Aktenzeichen W 6 K 18.1184
StGB § 316
Leitsatz
1. Weigert sich der Betroffene, sich untersuchen zu lassen oder bringt er der Fahrerlaubnisbehörde das von ihr geforderte Gutachten nicht fristgerecht bei, darf sie bei ihrer Entscheidung auf die Nichteignung des Betroffenen nur dann schließen (§ 11 Abs. 8 Satz 1 FeV), wenn der Betroffene bei der Anordnung auf diese Rechtsfolge gemäß § 11 Abs. 8 Satz 2 FeV hingewiesen worden und die Anordnung, ein Gutachten beizubringen, auch sonst rechtmäßig ist. (Rn. 29) (redaktioneller Leitsatz)
Tenor
I. Der Bescheid des Landratsamts … vom 9. August 2018 wird aufgehoben.
II. Der Beklagte hat die Kosten des Verfahrens zu tragen.
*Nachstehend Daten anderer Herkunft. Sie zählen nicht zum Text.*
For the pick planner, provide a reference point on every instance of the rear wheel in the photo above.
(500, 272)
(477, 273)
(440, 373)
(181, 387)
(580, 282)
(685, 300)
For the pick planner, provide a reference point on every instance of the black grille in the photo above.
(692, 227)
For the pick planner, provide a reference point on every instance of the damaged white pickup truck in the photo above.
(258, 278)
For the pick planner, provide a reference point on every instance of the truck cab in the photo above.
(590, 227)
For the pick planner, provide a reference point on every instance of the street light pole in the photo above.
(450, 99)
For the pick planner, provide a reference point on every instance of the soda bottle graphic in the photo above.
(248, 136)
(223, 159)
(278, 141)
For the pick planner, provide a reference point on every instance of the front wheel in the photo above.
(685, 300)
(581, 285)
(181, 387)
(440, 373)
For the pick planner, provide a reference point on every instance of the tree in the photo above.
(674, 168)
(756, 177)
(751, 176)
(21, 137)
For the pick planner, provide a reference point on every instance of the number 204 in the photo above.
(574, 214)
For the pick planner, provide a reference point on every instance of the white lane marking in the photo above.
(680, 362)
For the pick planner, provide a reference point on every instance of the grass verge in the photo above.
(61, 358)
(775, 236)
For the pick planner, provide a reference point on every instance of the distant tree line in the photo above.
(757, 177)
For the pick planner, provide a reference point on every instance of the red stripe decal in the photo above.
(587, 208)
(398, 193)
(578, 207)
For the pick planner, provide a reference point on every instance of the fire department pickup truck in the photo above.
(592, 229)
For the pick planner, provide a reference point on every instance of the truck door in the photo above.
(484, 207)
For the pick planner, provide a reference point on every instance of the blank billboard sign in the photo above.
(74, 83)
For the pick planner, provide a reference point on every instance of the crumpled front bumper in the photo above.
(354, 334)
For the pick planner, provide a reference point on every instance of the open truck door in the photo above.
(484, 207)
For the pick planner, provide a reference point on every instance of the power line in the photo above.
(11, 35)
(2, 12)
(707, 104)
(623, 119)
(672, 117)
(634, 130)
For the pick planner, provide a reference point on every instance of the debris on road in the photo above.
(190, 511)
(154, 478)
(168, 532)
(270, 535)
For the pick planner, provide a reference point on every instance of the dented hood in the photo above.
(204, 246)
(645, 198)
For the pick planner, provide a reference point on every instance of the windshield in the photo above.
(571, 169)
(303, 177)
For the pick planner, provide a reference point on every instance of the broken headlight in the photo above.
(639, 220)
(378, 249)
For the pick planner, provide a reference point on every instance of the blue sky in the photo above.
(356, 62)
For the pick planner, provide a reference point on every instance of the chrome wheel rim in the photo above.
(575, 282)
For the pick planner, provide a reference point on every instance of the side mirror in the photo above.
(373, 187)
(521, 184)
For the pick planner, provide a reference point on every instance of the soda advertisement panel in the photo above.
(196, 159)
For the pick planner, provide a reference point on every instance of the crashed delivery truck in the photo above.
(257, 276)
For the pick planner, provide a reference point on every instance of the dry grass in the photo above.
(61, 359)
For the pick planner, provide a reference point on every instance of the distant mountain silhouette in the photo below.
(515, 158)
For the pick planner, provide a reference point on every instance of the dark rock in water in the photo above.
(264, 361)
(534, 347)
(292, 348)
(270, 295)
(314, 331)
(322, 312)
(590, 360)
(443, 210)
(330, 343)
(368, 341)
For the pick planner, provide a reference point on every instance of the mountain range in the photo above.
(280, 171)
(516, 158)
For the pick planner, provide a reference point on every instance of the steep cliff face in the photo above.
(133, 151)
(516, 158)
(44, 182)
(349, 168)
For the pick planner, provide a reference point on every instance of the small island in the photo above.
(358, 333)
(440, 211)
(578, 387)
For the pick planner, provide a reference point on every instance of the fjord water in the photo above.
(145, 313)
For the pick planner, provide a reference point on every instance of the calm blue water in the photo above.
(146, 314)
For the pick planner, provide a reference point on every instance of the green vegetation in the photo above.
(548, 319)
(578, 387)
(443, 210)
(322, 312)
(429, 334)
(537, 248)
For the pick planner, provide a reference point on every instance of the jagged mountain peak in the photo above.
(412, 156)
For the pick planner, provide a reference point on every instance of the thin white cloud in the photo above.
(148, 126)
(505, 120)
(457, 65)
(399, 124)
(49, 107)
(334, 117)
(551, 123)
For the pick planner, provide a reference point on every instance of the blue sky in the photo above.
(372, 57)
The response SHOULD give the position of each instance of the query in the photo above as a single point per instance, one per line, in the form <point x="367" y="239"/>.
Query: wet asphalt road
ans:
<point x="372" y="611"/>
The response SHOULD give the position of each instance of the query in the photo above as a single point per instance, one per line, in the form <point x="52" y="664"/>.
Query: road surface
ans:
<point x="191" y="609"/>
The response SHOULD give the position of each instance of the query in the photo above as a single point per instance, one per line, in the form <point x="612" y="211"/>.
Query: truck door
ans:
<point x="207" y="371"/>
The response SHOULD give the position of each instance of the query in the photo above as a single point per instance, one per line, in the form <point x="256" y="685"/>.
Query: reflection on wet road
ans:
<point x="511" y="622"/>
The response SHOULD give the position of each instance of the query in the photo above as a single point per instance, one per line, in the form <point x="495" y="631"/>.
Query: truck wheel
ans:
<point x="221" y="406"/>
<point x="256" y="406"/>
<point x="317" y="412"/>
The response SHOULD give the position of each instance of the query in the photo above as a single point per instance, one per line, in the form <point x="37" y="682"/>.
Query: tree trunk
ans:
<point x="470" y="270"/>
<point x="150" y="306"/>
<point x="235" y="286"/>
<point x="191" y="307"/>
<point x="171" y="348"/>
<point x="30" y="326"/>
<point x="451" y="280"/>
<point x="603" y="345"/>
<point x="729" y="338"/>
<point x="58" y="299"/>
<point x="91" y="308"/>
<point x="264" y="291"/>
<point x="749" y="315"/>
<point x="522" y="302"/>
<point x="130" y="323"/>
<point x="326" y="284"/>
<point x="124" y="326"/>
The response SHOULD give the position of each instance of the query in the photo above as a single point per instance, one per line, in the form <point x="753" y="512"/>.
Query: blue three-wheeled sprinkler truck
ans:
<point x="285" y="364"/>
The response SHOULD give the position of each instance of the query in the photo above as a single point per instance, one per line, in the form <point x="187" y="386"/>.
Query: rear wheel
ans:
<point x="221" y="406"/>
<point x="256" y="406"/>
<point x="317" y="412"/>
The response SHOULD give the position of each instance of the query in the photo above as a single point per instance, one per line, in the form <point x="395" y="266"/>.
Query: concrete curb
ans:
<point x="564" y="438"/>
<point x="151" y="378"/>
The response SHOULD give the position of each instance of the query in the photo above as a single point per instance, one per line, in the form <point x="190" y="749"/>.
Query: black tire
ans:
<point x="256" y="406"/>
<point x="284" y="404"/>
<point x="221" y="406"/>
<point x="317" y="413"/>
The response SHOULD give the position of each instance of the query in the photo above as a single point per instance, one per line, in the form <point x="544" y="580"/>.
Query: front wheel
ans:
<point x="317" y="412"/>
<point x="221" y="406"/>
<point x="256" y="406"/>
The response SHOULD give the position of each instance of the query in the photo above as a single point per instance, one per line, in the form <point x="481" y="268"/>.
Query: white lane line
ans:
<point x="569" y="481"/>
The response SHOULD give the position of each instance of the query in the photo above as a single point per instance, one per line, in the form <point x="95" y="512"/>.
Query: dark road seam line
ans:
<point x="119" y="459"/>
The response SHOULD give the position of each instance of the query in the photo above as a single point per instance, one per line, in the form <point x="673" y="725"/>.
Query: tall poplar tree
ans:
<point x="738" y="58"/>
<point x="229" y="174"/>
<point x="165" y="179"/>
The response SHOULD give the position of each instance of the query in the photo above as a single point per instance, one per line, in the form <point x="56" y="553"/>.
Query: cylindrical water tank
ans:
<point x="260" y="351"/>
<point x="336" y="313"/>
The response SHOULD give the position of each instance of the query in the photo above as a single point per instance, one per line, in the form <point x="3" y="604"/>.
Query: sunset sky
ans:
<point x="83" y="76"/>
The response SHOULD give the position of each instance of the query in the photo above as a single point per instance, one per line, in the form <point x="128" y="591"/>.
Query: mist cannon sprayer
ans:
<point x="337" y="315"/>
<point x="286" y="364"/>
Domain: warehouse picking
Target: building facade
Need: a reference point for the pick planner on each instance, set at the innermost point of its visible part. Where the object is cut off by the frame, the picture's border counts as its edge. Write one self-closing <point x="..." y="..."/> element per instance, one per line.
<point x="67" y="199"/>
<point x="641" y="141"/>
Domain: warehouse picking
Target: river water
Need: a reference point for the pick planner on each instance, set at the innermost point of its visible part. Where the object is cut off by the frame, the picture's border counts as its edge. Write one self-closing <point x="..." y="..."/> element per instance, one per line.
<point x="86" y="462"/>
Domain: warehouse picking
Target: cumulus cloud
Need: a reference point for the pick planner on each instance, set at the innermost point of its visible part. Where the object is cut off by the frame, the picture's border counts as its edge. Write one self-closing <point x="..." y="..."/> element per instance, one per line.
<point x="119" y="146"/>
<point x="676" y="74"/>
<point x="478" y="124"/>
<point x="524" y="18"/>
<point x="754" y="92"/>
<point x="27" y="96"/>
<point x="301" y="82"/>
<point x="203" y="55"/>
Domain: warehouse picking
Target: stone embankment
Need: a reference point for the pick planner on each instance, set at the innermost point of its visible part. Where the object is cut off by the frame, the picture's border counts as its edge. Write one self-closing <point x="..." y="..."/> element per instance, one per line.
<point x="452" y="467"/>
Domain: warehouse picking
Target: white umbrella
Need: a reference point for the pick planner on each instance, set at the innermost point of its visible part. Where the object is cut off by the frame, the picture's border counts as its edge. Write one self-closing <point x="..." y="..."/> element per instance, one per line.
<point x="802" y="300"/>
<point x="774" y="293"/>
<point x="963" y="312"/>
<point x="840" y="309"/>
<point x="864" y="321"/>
III. Das Urteil ist wegen der Kosten vorläufig vollstreckbar. Der Beklagte kann die Vollstreckung durch Sicherheitsleistung in Höhe der zu vollstreckenden Kosten abwenden, wenn nicht die Klägerin vorher in gleicher Höhe Sicherheit leistet.
Gründe
Die Klage ist zulässig und begründet.
Der Bescheid des Landratsamts … vom 9. August 2018 ist rechtswidrig und verletzt die Klägerin in ihren Rechten (§ 113 Abs. 1 VwGO). Die Voraussetzungen für die Untersagung, Fahrräder und Mofas im öffentlichen Straßenverkehr zu führen, liegen nicht vor. Der Beklagte durfte nicht davon ausgehen, dass die Klägerin zum Führen fahrerlaubnisfreier Fahrzeuge ungeeignet ist. Der Schluss auf die Nichteignung nach § 11 Abs. 8 Satz 1 FeV war wegen der Rechtswidrigkeit der Anordnung zur Beibringung eines medizinisch-psychologischen Gutachtens nicht möglich.
1.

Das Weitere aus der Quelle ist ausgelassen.